Trinamool Congress has fielded 35 Muslims candidates among the 291 the party announced on Friday, marking a significant decrease in the Muslims’ share in the party’s candidature, compared to the last Assembly elections held in 2016. Muslims, who made 27.01 per cent of the state’s population in 2011, has found 12 per cent representation in the state’s ruling party’s candidate list.
In 2016, the TMC fielded 53 Muslim candidates or 18 per cent of its total nominees. Of them, 35 had won the elections.
The party, however, fielded more candidates from the Scheduled Caste communities. While the state has 68 Assembly constituencies reserved for people from the SC community, the TMC has fielded 79 candidates from the community. The SCs made 23.5 per cent of the state’s population, according to the census of 2011, and the community’s share in the candidate list this year has been 27 per cent.
The party has fielded 17 candidates from the Scheduled Tribe (ST) communities, while 16 seats are reserved.

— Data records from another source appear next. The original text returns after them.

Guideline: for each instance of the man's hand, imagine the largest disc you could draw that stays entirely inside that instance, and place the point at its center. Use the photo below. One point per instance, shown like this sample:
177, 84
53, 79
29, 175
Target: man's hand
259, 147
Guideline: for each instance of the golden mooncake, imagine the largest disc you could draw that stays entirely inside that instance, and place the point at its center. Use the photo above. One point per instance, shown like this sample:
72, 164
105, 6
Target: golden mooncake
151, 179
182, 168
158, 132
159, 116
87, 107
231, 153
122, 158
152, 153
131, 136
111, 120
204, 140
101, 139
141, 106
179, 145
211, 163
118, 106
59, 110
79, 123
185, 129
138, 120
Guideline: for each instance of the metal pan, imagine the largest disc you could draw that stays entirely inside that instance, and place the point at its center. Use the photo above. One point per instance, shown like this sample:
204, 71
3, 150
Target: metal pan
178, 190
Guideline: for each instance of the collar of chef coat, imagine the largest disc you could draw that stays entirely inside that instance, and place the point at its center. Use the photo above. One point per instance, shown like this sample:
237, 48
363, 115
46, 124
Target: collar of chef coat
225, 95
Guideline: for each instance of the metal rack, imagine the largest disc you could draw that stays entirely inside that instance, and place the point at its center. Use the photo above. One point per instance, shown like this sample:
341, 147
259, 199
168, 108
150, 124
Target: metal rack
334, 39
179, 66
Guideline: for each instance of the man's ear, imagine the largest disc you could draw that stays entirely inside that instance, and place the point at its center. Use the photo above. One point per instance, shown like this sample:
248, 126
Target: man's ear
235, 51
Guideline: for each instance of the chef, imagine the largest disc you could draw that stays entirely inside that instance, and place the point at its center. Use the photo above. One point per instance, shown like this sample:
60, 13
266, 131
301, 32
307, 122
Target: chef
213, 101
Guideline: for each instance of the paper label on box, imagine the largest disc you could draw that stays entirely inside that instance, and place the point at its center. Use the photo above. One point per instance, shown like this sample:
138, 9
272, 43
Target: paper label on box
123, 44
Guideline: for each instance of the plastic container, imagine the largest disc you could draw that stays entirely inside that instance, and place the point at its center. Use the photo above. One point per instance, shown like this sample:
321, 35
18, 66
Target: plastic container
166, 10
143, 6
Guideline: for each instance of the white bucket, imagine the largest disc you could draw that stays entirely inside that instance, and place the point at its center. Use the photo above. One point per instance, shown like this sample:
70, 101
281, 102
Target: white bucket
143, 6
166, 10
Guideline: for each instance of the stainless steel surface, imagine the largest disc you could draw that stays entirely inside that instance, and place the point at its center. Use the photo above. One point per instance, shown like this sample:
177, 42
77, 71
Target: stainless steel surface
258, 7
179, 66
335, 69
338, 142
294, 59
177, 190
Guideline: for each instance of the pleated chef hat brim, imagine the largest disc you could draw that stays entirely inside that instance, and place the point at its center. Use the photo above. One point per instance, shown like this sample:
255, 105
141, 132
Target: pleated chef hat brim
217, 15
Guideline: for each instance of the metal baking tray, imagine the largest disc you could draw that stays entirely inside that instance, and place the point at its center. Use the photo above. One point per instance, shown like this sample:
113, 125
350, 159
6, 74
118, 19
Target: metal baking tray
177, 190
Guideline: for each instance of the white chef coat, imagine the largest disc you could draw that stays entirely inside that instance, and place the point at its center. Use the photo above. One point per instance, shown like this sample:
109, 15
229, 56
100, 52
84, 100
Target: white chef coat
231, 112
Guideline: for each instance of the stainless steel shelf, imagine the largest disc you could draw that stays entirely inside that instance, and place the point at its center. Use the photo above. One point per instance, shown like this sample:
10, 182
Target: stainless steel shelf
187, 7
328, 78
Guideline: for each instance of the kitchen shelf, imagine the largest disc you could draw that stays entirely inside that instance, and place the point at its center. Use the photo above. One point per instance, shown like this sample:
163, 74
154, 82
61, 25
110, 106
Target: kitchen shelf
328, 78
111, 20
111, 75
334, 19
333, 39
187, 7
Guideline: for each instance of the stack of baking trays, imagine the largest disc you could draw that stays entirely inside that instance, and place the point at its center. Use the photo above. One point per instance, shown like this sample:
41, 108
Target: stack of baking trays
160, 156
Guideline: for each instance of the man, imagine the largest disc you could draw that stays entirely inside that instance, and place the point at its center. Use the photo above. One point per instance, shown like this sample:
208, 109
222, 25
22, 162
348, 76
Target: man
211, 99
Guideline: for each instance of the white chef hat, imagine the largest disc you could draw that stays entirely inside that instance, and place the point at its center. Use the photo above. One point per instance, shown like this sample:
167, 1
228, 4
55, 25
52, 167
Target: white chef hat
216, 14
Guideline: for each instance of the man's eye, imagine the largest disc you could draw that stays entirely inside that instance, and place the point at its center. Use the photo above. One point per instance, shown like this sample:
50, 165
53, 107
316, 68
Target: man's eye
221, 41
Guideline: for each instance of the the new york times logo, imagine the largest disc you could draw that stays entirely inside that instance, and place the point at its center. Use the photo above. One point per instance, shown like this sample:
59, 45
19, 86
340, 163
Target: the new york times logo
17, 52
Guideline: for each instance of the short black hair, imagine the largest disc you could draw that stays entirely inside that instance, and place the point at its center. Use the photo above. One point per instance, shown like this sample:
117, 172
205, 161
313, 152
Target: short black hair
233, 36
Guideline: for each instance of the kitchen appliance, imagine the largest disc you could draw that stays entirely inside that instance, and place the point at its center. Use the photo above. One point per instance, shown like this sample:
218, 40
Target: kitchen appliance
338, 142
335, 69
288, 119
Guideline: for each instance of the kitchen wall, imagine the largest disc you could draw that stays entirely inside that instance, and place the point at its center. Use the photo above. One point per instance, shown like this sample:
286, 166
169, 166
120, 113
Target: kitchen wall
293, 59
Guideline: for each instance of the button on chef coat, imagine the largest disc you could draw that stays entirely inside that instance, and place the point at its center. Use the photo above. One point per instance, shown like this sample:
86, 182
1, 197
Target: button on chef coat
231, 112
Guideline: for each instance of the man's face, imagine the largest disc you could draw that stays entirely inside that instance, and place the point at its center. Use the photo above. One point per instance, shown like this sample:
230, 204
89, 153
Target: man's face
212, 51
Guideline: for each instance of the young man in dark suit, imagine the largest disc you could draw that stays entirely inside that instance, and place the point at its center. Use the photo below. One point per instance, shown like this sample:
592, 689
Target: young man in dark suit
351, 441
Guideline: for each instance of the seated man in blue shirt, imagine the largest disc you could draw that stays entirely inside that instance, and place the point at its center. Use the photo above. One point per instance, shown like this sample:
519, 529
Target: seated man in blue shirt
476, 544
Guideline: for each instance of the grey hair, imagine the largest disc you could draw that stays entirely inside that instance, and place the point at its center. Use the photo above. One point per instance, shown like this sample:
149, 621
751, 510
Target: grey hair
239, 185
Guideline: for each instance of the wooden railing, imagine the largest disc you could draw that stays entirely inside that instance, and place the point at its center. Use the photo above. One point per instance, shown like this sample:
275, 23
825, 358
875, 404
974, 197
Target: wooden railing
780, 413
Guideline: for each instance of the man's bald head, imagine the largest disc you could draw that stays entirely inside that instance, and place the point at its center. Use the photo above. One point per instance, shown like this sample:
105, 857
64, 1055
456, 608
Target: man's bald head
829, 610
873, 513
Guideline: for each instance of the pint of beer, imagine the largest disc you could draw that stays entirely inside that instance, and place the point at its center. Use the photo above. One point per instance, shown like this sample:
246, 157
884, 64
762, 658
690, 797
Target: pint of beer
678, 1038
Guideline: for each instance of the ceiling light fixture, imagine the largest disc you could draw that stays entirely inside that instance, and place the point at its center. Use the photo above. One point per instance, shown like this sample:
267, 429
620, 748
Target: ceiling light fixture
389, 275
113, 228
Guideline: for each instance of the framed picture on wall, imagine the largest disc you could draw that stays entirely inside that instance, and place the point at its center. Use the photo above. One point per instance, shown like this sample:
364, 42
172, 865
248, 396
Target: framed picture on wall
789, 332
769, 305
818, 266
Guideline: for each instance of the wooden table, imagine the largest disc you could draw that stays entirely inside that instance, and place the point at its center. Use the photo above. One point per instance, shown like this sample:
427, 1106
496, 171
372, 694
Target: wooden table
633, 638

As many as 141 candidates or 48 per cent are from general communities. A total of 51 or 18 per cent of candidates are female. No one above the age of 80 has been given a candidature considering the Covid-19 pandemic situation, the party said. Finance minister Amit Mitra, 73, has not been made a candidate considering his health and the pandemic situation, Mamata Banerjee said.
The candidate list has many new faces, including politicians, film stars, and renowned people from other walks of life.
Political observers see these changes as the party’s response to the 2019 Lok Sabha election results. While Muslim votes mostly consolidated in favour of the TMC, except for in the Muslim-majority districts of Malda and Murshidabad, the BJP took lead in 46 of the 84 Assembly segments reserved for the SCs and STs.
In the old Congress bastions of Malda and Murshidabad, the Congress had bagged a significant of Muslims votes in 2019. However, senior TMC leaders said, the party expects the Muslims to polarise in favour of the TMC this time.
The 2019 Lok Sabha elections, in which the TMC faced a blow with its tally sliding down to 22 from 34 in 2014, also saw the polarisation of Hindu votes in favour of the BJP in several areas.
Political observers consider the candidate list as a reflection of how the TMC was expecting the Muslims to consolidate in its favour and ventured out to get a few per cent of additional Hindu votes to its quota.
The decision to field fewer Muslims candidates gains all the more significance with the fact that a party newly launched by Muslim cleric Abbas Siddiqui has tied up with the Left and the Congress, and are calling up the people to topple the Mamata Banerjee government.
The BJP has made Mamata Banerjee’s “politics of appeasement” (of the minorities) one of their central political issues and has promised to end appeasement politics in Bengal should they come to power.
In the 2019 Lok Sabha elections, the TMC got 43 per cent of the vote share, while the BJP got 40 per cent. A closes contest between the two is being expected in this election.
On Friday, while announcing the list, chief minister Mamata Banerjee also said that she will be contesting only from the Nandigram seat in East Midnapore district, leaving her own constituency of Bhowanipur in south Kolkata - where she lives – to state power minister Sobhandeb Chatterjee.
“I'll be contesting only from Nandigram,” she said while announcing her party's candidate list.
Mamata said the party was announcing candidates for 291 of the state's 294 seats, leaving three seats in the Darjeeling hills to the two factions of Gorkha Janmukti Morcha.
Among other star candidates, she named are cricketer Manoj Tewari, who will contest from the prestigious Singur constituency in Hooghly district, singer Aditi Munshi from Rajarhat, filmmaker Raj Chakraborty from Barrackpore, tribal actor Birbaha Hansda from Jhargram and writer Manoranjan Byapari from Balagarh.
“This is a very crucial election. Only TMC can maintain peace, prosperity, and communal harmony in Bengal. Our government will continue with all its pro-people policies and schemes, including free healthcare and insurance, free ration and those aimed at girls, women and the elderly,” she said.